Voy poco al campo. Me aburro en él. Las únicas gallinas que veo en años son las de la tienda de animales de la calle de La Pelota y las únicas cabras que frecuento brincan en mi memoria, en el barranquillo Don Zoilo de mi infancia. Soy, pues, un animal de asfalto, pero, con frecuencia, me siento extraño en mi propia ciudad.

Así, el pasado jueves, día festivo, Día de Canarias. Yo estaba en este aquí pero en otro ahora, recostado en un sofá y embebido en las peripecias de ese excepcional conocedor de las calles de Las Palmas que es Eladio Monroy. Leía entonces la novela negra, negrísima Sólo los muertos, de Alexis Ravelo, cuando una algarabía proveniente del exterior interrumpió mi seguimiento del detective que seguía a un individuo por la calle Malteses. Empijamado como estaba salí al balcón y encontré una romería que desfilaba debajo de mi casa.

En un primer instante quedé absorto al ver cómo dos grandes bueyes enganchados a una carreta -había más bueyes y más carretas- enfilaban por mi calle después de flanquear unos conocidos grandes almacenes de esta ciudad, o sea, El Corte Inglés. Si no recuerdo mal la última vez que vi animales semejantes fue durante un sarao en la finca de Osorio. O tal vez fue en algún documental de La 2. ¡Qué amasijo de músculos en marcha! ¡Qué hipnóticos cuernos! ¡Qué raro ver pasar sus pezuñas por el paso de cebra! A continuación me puse a observar a las gentes que participaban en la romería, a mirar cómo cantaban y bailaban en coro mientras contemplaban su reflejo en los escaparates. Desde mi distancia panorámica me llamó la atención una mujer de rasgos orientales, vestida de típica, que desfilaba sola, ensimismada entre la multitud, mientras consultaba algo en una tableta. La imagen me pareció extraordinariamente sintomática, aunque aún no sé exactamente de qué.
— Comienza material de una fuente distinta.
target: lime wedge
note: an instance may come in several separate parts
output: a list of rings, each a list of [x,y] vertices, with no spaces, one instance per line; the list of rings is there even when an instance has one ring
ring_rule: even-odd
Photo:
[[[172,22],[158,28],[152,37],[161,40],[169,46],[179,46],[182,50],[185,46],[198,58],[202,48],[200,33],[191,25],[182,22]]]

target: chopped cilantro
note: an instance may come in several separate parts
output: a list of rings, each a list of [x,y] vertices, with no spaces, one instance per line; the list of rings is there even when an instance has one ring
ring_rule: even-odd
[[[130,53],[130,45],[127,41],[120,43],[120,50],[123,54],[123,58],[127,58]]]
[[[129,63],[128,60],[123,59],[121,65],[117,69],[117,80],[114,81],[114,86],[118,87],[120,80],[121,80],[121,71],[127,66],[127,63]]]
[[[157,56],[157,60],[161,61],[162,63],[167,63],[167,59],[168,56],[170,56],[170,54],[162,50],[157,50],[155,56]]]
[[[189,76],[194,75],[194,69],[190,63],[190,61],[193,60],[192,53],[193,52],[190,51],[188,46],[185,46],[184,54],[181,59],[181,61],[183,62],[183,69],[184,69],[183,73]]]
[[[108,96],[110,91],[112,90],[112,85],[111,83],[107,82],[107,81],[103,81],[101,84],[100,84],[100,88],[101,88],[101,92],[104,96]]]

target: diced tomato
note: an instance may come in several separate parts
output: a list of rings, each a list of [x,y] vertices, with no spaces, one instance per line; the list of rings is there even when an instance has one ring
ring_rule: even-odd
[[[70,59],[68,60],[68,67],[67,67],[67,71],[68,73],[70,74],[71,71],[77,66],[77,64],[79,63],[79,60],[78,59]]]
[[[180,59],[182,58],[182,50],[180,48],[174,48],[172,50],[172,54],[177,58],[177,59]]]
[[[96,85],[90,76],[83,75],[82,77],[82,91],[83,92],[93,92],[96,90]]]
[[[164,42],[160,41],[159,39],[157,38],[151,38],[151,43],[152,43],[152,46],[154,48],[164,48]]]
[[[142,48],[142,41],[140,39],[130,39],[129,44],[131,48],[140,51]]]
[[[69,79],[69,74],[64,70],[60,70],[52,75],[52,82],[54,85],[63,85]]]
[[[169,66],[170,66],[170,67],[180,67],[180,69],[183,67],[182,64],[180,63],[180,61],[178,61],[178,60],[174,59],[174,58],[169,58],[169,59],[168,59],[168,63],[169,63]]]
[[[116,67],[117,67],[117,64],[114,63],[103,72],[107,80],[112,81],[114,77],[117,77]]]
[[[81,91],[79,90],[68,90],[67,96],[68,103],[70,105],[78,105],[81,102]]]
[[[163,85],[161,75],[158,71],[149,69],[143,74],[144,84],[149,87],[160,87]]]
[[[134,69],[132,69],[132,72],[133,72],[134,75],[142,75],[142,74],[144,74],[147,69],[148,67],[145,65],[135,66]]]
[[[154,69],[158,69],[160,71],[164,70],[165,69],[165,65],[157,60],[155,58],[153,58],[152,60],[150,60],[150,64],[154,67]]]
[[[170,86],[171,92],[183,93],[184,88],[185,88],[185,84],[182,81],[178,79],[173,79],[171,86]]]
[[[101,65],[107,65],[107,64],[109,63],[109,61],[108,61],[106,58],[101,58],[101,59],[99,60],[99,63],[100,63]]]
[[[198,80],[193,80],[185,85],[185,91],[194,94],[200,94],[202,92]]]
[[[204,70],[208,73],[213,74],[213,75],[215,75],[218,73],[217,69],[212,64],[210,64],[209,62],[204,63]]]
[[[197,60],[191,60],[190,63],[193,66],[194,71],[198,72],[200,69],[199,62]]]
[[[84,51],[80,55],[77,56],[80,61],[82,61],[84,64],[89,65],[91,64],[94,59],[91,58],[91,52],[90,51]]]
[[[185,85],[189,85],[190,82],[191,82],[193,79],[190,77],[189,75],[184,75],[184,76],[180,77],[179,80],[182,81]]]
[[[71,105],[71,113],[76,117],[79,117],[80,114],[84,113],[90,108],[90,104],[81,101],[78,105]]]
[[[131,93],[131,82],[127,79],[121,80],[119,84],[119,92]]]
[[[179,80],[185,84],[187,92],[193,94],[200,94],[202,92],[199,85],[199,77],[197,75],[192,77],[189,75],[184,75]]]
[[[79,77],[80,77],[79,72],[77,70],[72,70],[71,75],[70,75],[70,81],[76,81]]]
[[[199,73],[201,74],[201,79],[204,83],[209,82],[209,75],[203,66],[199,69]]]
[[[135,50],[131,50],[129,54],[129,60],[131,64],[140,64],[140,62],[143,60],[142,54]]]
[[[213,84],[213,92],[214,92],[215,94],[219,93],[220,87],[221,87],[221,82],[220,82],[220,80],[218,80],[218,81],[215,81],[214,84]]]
Y, así, mientras la comitiva ataviada de canario desfilaba por mi paisaje urbano, yo, ataviado con mi pijama a horas impropias, la contemplaba y me preguntaba si es que el campo había venido a la ciudad o lo que ocurría era que la misma ciudad intentaba reafirmarse, sacando en procesión sus imágenes del campo. En un momento dado, una rondalla entonó bajo mi balcón el estribillo "hay vecino, vecino del alma, hay vecino del alma, por Dios". Yo no me di por aludido y seguí con este tipo de pensamientos.